Last updated on 2022-03-07

South Dakota’s Democratic and Republican parties both faced kerfuffles last week over mean words from statewide candidates. The Democrat committed his offense on social media months ago, before he inkled any statewide candidacy; the Republican spoke his offense days ago on the House floor. The Democrats immediately branded their mean speaker unfit for public office and drive him off the ballot; the Republicans are making a fuss but are unlikely to take philosophically consistent action.
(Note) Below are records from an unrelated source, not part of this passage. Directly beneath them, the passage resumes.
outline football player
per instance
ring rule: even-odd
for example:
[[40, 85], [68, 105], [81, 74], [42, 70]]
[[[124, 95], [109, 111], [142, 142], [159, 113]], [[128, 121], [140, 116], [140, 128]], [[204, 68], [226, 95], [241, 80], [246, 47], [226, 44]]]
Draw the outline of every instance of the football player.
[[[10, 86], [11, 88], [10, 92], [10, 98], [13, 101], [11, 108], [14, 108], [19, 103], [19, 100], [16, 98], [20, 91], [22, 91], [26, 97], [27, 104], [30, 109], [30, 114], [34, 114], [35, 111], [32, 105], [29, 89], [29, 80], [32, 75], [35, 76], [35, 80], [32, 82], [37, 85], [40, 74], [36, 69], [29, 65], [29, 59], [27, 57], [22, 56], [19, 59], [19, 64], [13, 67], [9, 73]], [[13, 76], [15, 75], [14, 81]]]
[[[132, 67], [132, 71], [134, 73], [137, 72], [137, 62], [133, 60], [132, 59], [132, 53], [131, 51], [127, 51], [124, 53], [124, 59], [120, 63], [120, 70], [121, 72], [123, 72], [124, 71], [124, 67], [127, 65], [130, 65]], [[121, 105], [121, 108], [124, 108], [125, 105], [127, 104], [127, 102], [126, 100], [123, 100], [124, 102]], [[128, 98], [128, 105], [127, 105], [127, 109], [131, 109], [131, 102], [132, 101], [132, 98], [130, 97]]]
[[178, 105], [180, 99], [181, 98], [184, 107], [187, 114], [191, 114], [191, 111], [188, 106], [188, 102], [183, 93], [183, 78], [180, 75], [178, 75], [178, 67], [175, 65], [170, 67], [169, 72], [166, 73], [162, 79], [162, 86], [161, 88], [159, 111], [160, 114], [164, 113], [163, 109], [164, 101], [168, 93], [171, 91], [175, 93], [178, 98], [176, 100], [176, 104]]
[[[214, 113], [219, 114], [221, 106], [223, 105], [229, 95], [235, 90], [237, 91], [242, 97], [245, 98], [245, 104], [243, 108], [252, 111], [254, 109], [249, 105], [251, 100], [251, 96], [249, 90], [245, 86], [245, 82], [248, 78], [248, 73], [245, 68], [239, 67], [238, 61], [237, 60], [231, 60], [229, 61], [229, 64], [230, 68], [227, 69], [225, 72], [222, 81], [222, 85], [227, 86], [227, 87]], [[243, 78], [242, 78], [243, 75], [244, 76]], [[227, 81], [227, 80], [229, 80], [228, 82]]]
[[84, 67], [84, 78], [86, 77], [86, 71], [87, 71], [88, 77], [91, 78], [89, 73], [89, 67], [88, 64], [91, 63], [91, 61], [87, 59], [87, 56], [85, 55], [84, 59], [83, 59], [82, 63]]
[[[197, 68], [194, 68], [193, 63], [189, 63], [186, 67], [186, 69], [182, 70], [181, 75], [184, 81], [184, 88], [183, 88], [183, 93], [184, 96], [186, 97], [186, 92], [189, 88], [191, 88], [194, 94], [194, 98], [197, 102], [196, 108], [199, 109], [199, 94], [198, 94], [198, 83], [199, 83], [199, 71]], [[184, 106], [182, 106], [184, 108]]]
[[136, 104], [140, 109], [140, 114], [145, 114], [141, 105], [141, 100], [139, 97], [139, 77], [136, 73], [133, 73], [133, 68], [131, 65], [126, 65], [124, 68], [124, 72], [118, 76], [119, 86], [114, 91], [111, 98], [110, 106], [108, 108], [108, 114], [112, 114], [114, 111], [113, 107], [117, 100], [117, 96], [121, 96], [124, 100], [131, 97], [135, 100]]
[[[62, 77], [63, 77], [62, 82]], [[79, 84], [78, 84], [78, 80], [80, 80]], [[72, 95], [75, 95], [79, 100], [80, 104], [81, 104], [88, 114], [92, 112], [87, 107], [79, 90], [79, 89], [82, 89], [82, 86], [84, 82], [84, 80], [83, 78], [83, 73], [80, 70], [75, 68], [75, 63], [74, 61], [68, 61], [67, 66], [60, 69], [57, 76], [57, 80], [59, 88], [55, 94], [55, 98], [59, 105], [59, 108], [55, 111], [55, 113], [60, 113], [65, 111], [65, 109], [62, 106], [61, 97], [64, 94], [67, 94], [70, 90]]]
Black Hawk lawyer Ryan Ryder and the South Dakota Democratic Party announced on Wednesday that Ryder planned to challenge Dusty Johnson for his seat in Congress. Ryder put up a campaign website. The SDGOP had been watching closely and immediately deployed its opposition research, certain biting posts on Ryder’s Twitter that the SDGOP spin machine was able to blow up into bad press about “disturbing” and “shocking” social media posts. Tom Lawrence describes Ryder’s online nastiness thus:

Almost immediately, his Twitter page was examined by reporters. Some of their discoveries were shocking and disturbing.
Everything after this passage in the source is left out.